The fourth season of The Voice of Vietnam began on 12 February 2017. Thu Minh returned for her second season as a coach, while former Vietnam Idol Kids judge Tóc Tiên, The Voice Kids judges Noo Phước Thịnh and Đông Nhi joined the show, replacing Đàm Vĩnh Hưng, Thu Phương, Mỹ Tâm and Tuấn Hưng. This season marks the first time in any franchise of The Voice worldwide to have 3 female coaches and only one male coach.

This season is hosted by Nguyên Khang, former host of The X Factor Vietnam.

Ali Hoàng Dương won the competition on June 4, 2017, and Thu Minh became the winning coach for the second time.

Coaches and hosts

After the finals of The Voice of Vietnam season 3, Tuấn Hưng announced that he would not be returning for season 4 . In 2016, the show was not renewed for season 4 to make room for season 2 of The X Factor Vietnam.
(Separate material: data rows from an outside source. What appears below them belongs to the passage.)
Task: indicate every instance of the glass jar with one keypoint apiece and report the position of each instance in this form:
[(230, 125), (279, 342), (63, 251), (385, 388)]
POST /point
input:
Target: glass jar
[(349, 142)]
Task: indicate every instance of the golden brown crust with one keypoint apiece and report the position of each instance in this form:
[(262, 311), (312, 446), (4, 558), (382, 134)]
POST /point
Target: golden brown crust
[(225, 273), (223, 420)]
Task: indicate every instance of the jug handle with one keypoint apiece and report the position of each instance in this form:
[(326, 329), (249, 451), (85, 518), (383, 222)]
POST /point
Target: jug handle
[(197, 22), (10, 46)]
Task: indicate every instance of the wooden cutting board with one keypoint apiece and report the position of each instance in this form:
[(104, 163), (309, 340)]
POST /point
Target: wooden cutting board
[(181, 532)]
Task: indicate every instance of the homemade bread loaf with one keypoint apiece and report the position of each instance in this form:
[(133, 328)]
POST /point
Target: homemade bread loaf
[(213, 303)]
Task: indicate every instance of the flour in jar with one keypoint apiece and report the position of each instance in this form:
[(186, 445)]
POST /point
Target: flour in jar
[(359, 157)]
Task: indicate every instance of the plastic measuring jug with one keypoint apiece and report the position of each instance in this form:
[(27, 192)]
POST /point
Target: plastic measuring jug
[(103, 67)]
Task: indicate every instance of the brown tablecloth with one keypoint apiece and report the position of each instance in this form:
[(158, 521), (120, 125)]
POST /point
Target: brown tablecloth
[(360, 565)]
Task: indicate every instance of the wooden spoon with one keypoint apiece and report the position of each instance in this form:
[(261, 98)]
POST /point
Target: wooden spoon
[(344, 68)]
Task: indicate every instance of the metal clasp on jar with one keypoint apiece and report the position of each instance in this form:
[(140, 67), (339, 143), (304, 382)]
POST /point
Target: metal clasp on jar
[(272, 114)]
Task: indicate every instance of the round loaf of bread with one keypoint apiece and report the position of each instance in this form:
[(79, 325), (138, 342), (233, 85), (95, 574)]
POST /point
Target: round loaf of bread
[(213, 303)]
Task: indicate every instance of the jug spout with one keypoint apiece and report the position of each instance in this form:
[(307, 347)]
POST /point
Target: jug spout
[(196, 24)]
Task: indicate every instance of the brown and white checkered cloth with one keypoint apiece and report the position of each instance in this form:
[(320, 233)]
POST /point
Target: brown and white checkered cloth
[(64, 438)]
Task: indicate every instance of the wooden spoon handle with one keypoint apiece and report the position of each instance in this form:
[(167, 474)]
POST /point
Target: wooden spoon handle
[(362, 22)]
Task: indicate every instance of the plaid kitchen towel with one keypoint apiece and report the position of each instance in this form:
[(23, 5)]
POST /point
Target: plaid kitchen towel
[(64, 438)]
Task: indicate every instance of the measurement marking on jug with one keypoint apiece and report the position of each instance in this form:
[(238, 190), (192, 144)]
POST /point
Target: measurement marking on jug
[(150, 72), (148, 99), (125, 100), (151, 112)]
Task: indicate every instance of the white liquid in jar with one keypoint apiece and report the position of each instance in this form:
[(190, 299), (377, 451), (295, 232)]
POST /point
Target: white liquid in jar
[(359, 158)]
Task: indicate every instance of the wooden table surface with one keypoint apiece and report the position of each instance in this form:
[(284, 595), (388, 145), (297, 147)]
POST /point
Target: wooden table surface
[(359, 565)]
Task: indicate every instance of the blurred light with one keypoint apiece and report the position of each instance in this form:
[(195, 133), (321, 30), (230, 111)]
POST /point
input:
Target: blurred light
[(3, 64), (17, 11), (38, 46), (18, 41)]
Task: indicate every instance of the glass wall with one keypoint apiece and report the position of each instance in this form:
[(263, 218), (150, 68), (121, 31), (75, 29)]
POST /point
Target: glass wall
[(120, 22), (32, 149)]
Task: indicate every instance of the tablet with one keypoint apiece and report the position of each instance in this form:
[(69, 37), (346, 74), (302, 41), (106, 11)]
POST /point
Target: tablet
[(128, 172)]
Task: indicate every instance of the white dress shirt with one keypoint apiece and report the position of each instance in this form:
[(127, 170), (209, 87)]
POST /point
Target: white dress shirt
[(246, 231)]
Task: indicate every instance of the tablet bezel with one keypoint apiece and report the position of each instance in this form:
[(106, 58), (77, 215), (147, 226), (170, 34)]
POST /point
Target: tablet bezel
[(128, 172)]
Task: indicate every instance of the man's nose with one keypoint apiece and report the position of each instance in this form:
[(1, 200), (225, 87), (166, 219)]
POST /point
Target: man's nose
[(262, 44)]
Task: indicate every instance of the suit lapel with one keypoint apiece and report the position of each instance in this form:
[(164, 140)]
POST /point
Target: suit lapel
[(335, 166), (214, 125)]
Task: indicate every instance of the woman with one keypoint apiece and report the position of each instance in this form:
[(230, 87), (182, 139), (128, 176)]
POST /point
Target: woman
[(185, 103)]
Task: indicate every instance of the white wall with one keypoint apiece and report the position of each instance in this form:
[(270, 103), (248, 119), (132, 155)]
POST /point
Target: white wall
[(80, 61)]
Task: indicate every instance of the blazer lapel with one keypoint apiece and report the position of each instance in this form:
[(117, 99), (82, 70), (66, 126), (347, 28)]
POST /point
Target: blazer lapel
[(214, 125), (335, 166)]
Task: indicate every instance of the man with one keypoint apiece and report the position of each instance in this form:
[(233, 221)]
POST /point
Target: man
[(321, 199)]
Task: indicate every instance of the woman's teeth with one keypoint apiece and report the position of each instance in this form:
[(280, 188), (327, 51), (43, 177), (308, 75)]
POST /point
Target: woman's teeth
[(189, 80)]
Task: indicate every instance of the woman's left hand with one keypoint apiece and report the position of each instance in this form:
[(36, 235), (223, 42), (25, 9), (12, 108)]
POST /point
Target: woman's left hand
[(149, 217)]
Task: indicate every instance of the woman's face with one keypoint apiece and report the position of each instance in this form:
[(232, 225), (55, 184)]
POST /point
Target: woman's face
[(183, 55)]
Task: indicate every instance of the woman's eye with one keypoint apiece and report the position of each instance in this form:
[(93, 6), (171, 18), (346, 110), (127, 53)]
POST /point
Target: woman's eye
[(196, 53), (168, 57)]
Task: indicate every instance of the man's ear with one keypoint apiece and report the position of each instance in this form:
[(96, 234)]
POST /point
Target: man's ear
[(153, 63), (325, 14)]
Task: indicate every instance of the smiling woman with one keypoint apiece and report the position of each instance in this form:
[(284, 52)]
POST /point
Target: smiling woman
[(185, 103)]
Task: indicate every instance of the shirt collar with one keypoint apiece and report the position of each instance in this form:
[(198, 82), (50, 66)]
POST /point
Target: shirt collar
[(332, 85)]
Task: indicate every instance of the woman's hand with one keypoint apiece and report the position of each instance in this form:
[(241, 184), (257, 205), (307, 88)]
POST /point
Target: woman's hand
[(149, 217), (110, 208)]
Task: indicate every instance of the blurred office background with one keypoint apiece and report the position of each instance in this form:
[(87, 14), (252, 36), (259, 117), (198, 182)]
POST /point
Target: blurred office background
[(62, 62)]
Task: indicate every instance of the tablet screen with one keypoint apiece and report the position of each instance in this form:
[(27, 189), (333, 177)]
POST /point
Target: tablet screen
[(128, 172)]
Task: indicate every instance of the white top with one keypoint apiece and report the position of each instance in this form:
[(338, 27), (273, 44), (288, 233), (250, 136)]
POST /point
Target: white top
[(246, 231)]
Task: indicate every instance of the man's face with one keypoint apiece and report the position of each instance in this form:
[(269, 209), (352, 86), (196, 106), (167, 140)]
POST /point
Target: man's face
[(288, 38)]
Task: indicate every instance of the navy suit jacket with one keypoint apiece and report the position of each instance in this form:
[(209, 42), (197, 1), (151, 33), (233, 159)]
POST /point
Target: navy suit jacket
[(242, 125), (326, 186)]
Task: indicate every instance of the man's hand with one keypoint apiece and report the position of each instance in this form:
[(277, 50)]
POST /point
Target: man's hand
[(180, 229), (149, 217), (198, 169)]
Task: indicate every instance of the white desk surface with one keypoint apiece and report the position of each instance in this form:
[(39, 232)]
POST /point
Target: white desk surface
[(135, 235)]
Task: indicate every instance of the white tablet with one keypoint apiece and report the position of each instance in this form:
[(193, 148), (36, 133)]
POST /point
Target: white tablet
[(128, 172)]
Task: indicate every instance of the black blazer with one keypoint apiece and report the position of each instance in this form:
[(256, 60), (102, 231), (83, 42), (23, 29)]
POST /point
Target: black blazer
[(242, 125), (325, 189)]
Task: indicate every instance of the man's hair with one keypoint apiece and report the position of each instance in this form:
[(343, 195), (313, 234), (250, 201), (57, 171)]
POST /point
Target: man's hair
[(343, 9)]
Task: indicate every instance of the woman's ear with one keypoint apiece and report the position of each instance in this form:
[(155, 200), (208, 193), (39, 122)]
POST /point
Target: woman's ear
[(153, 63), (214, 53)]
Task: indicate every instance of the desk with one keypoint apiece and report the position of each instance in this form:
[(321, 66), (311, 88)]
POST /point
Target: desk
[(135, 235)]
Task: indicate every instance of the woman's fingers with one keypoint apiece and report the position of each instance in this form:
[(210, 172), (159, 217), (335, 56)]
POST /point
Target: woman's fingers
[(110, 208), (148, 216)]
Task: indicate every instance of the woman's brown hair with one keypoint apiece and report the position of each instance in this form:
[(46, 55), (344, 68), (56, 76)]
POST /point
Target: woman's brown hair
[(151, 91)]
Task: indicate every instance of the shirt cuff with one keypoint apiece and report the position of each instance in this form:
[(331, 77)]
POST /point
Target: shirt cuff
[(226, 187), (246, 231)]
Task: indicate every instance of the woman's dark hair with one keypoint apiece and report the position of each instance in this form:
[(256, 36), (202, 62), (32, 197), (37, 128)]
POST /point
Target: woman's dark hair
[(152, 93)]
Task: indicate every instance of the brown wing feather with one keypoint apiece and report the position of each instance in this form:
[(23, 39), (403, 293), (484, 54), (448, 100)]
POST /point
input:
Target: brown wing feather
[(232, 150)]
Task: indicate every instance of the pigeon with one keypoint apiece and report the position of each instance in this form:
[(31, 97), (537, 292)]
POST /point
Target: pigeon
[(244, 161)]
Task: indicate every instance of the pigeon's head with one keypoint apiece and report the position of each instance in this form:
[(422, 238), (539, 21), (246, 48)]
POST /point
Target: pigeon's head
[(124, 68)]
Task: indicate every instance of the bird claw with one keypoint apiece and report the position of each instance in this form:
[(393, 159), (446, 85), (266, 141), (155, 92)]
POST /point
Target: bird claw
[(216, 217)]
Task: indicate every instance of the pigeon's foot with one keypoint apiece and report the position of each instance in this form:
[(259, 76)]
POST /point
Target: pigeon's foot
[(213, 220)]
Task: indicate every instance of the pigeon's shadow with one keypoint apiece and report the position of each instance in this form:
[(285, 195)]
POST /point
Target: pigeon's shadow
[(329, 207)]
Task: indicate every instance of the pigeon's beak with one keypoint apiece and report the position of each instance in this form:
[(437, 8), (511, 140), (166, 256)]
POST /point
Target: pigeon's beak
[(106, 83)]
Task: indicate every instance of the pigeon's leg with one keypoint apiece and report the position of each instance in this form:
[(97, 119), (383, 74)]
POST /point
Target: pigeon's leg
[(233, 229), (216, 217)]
Coach Đàm Vĩnh Hưng announced in 2016 that he would not return to judge any talent show for a period of time, thus ruled himself out of the show. By the end of 2016 rumors stated that Đông Nhi would become a coach for the show's fourth season, after winning the Best Asian Artist Award of MTV EMA 2016 as well as season 4 of The Voice Kids. In December 2016, Noo Phước Thịnh's manager stated that he had just signed a new contract to judge a new "big" show, which arose rumors that he would join The Voice as a coach, after judging The Voice Kids. Hồ Ngọc Hà, an original coach, was also rumored to be returning to the show.  Ending all rumors, on 4th January 2017 it was confirmed that the coaches for season 4 are Tóc Tiên, Noo Phước Thịnh, Đông Nhi and season 1 winning coach, Thu Minh. Former host of The X Factor Vietnam, Nguyên Khang will become the show's new host, replacing Phan Anh, while singer Tim will serve as the media backstage correspondent throughout the season.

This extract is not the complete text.